To browse through the corpus, and see what meaning representations are assigned to texts, go to the explorer. The explorer is a tool to browse through the parallel corpus. It shows one document (a sentence or a short text) at a time, in at least two languages (of which one is always English). If you want to see the translation, click on German, Dutch or Italian. To find more about the semantic analysis of a text, select one of the following five tabs:

  • raw
    the document in its raw format;
  • tokens
    showing the result of segmentation, the text being split into word and sentence tokens;
  • alignment
    sentence alignment for languages other than English;
  • sentences
    syntactic and semantic analysis for each sentence;
  • discourse
    the meaning representation for the entire text.

The document set has a unique identifier, consisting of a two-digit part (ranging from 00 to 99) and a four-digit document number (ranging from 0000 to 9999). There are three tabs with extra information about the analysed text:

  • metadata
    source of the document, language, terms of use;
  • bits of wisdom
    individual (manual) annotation that corrected machine output;
  • warnings
    all warnings produced by the semantic technology pipeline producing the initial analysis.

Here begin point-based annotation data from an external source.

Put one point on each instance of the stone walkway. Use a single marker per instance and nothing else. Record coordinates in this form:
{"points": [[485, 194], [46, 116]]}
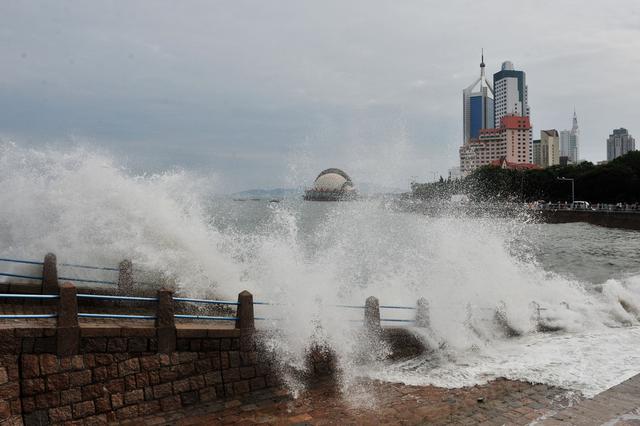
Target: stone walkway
{"points": [[371, 402]]}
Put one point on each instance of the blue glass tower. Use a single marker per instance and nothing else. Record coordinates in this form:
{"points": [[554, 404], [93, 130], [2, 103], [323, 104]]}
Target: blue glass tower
{"points": [[478, 108]]}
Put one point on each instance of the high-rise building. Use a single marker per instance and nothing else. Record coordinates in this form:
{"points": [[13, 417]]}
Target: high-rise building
{"points": [[570, 142], [511, 96], [619, 143], [509, 141], [536, 152], [477, 105], [549, 148], [574, 140], [564, 143]]}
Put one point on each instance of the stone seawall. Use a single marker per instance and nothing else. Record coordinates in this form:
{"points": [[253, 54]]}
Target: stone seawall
{"points": [[609, 219], [119, 375]]}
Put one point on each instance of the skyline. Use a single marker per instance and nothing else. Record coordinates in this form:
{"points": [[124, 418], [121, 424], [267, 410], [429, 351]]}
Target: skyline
{"points": [[269, 95]]}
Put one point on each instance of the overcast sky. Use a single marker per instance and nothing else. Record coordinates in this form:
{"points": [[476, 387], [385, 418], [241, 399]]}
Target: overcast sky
{"points": [[268, 93]]}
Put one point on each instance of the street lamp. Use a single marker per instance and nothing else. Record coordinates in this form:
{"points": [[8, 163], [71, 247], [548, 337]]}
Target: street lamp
{"points": [[573, 192]]}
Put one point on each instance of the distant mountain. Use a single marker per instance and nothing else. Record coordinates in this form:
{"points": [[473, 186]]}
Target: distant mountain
{"points": [[268, 193]]}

Documents are sorted on size. You can select a different document by clicking on the icons on the top (previous, random, or next). Documents are regularly reprocessed as soon as there are updates in the models or annotations. It is also possible to force reprocessing by clicking the circular icon on the top of the screen.

The sentences environment is where it all happens. This is the most exciting part, where the semantic analysis of the words (lexical semantics) and the sentences (compositional semantics) is shown. You can select the layers of analysis that you want to see for a sentence:

  • sem
    the semantic tag (part-of-speech tagging for semanticists);
  • sym
    the non-logical symbol (basically: lemmatisation and normalisation);
  • sns
    the WordNet synset of which the word is a member;
  • rol
    the VerbNet roles selected for a word with a functional category;
  • ref
    information about the antecedent of a referring expression;
  • cat
    the supertag, a.k.a. lexical category in combinatorial categorial grammar
  • drs
    the lexical semantics in the format of a discourse representation structure.
At this point you probably think we are particularly fond of three-letter acronyms. Well, that's true. We think they are great.